How Construction Management Differs From General Contracting

At first look, construction management work sounds a lot like general contracting. In both cases, you will put a small firm at the top of a project so they can direct the action.

Construction management services firms differ in several key ways from general contractors, though. Here are four of the biggest differences and why they matter to customers.

Little to No Labor Involvement

Typically, a GC will bring at least some general laborers from its payroll to handle basic work. Conversely, construction managers have little to no involvement with the labor at a site. The construction management approach is about bringing together ideas, coordinating people, and directing jobs. While both a GC and a construction management services provider will subcontract tasks, the management model depends on it.


A GC will usually bid on a project, but a CM is more likely to be contracted for a specified rate without bidding. Consequently, the incentives for the two are quite different. A general contractor has a strong incentive to keep costs down or else they won't turn a profit. CMs are unplugged from the profit motive, and they may be more desirable on projects where build quality is a priority ahead of strict cost control.

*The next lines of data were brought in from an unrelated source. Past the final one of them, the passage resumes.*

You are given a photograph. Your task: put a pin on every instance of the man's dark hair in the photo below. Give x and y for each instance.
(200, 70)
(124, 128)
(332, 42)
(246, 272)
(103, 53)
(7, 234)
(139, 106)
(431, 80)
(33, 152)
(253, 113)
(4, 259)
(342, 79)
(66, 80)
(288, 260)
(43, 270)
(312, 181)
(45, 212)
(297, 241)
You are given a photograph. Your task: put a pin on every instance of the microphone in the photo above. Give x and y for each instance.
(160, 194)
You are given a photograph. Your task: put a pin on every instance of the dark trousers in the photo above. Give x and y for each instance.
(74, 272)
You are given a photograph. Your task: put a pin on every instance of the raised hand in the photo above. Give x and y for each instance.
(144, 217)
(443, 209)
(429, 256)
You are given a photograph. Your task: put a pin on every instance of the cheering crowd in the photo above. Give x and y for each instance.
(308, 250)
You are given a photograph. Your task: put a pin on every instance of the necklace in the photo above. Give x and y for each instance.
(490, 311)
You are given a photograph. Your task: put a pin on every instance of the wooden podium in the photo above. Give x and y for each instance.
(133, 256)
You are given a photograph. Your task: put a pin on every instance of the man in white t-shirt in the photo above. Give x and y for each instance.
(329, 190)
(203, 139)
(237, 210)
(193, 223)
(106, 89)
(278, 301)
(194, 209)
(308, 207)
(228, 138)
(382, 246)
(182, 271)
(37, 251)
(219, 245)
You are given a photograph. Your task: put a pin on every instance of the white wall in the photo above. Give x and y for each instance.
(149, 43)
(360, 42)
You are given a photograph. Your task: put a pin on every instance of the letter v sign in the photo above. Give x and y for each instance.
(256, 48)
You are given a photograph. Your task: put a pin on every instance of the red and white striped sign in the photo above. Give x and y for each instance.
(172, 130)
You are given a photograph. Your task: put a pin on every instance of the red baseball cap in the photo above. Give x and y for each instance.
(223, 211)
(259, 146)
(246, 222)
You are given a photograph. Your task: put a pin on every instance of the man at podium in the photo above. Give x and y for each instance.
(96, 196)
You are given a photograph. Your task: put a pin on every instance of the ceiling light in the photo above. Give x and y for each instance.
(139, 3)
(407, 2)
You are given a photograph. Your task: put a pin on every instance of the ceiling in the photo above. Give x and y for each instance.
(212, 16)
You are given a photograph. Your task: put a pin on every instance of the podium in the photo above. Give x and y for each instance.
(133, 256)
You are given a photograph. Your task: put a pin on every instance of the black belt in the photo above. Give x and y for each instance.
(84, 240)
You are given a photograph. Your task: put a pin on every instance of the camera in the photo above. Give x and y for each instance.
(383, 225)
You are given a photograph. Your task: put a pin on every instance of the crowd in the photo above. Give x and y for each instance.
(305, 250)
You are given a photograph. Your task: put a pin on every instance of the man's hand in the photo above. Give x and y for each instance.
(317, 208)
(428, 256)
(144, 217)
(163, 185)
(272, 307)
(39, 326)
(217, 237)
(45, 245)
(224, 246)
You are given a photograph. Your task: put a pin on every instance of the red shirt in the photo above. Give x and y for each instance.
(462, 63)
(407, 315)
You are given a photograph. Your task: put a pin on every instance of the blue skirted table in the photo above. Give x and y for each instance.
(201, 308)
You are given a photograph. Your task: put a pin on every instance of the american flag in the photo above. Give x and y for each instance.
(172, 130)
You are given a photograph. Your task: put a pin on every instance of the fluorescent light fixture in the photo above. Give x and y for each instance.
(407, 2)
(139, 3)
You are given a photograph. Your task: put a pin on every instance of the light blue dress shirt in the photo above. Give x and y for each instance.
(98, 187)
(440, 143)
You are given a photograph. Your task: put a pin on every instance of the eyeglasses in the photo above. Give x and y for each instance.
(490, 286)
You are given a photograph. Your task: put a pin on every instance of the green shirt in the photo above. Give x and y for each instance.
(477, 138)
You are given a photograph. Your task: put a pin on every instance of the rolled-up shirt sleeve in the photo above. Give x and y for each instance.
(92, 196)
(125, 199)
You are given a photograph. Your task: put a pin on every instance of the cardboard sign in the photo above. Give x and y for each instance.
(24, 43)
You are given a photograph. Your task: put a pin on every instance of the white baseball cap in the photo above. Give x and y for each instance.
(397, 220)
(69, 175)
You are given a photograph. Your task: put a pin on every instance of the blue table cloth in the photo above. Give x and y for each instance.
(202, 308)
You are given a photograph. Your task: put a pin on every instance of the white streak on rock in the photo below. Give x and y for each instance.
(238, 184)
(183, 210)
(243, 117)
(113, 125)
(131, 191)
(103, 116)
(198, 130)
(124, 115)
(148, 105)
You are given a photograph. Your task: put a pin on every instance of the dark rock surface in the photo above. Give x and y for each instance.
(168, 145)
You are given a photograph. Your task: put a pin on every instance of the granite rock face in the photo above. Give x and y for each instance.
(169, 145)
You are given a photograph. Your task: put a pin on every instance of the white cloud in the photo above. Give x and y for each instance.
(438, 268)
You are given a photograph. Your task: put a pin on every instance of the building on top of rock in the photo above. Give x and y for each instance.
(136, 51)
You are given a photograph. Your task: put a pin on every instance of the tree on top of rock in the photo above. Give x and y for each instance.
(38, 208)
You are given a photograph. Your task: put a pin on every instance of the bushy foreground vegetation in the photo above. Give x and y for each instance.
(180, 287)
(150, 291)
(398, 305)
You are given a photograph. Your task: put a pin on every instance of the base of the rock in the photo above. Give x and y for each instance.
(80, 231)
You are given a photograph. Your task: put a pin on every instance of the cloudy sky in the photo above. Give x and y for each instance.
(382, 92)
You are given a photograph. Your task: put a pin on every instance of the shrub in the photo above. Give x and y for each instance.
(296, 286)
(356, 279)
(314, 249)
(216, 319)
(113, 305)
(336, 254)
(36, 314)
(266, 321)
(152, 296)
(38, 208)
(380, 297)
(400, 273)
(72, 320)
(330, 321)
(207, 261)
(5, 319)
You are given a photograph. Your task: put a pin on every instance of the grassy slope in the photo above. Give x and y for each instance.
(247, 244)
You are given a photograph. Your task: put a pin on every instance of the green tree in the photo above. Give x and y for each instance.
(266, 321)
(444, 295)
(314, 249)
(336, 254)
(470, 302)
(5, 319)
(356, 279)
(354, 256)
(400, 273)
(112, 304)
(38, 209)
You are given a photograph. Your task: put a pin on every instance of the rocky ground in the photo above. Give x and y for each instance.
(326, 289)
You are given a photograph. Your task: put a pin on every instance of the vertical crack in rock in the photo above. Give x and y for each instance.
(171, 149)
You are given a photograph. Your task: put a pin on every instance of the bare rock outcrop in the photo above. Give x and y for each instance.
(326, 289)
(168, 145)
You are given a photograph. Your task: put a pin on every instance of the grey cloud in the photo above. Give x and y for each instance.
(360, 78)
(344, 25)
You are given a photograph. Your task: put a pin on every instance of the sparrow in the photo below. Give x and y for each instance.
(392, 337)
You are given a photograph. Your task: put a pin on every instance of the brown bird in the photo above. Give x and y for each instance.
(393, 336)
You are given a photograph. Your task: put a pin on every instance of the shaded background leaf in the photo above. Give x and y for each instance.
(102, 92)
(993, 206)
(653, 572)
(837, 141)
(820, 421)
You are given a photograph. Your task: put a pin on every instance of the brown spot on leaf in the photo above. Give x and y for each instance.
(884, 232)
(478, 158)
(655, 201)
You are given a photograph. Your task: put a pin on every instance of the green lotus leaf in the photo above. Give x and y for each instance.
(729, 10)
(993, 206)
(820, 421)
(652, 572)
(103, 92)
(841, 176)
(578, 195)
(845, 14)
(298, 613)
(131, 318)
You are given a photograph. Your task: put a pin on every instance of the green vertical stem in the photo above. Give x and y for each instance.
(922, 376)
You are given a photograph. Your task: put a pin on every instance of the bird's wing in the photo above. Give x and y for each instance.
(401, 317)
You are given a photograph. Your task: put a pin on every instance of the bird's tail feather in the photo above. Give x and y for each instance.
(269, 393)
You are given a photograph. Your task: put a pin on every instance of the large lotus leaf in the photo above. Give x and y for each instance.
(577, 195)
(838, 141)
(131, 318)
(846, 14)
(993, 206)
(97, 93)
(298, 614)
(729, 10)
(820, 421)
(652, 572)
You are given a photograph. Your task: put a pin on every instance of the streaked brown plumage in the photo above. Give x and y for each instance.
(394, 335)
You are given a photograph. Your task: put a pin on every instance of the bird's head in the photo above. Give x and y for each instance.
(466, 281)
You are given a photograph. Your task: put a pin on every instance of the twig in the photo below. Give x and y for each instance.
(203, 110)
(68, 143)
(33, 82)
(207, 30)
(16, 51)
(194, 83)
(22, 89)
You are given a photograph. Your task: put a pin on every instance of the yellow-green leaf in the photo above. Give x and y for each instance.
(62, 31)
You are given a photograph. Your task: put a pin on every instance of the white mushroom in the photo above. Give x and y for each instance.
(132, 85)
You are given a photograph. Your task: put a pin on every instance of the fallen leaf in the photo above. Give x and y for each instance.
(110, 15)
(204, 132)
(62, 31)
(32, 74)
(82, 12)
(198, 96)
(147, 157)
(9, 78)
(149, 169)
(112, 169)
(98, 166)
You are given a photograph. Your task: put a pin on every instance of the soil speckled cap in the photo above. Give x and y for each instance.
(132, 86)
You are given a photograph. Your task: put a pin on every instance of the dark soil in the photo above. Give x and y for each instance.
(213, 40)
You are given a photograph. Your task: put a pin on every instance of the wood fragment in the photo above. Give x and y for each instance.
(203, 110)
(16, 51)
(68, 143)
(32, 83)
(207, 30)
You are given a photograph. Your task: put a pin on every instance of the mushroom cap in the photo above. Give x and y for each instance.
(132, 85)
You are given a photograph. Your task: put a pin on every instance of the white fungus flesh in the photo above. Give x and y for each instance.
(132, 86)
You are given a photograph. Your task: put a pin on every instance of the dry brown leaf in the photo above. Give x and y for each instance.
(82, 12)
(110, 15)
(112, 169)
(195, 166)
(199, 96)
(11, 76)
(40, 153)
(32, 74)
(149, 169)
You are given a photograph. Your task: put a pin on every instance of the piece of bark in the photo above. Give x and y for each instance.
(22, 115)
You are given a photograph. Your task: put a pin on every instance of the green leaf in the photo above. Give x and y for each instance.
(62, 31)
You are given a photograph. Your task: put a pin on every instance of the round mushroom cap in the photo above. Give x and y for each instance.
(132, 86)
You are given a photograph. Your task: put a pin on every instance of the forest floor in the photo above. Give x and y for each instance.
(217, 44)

Similarly, a construction manager will tend to be more adaptable to the circumstances. A GC may have to renegotiate or take a loss on a job if economic conditions change suddenly. A CM can usually adjust better because they have the freedom within the project to do so.

More Focused

As the name implies, folks in construction management do nothing but building work. Many GCs, on the other hand, deal with tasks that are similar to construction, especially remodeling and roofing, but aren't perfectly the same. When you hire a CM, you can assume their professional focus is putting up new structures.

Timing of Involvement

People usually hire GCs just before they're ready to move ahead with projects. A construction management services company is typically involved from the start or early on. The management firm will provide input regarding the larger engineering of the project, while a GC mostly does whatever the contract says to do.

If you're looking at a situation that may require significant adjustments during the early stages, there's a strong argument for hiring a construction management firm. They can work with architects, designers, and customers to sort out potential engineering and budget challenges long before shovels go in the ground.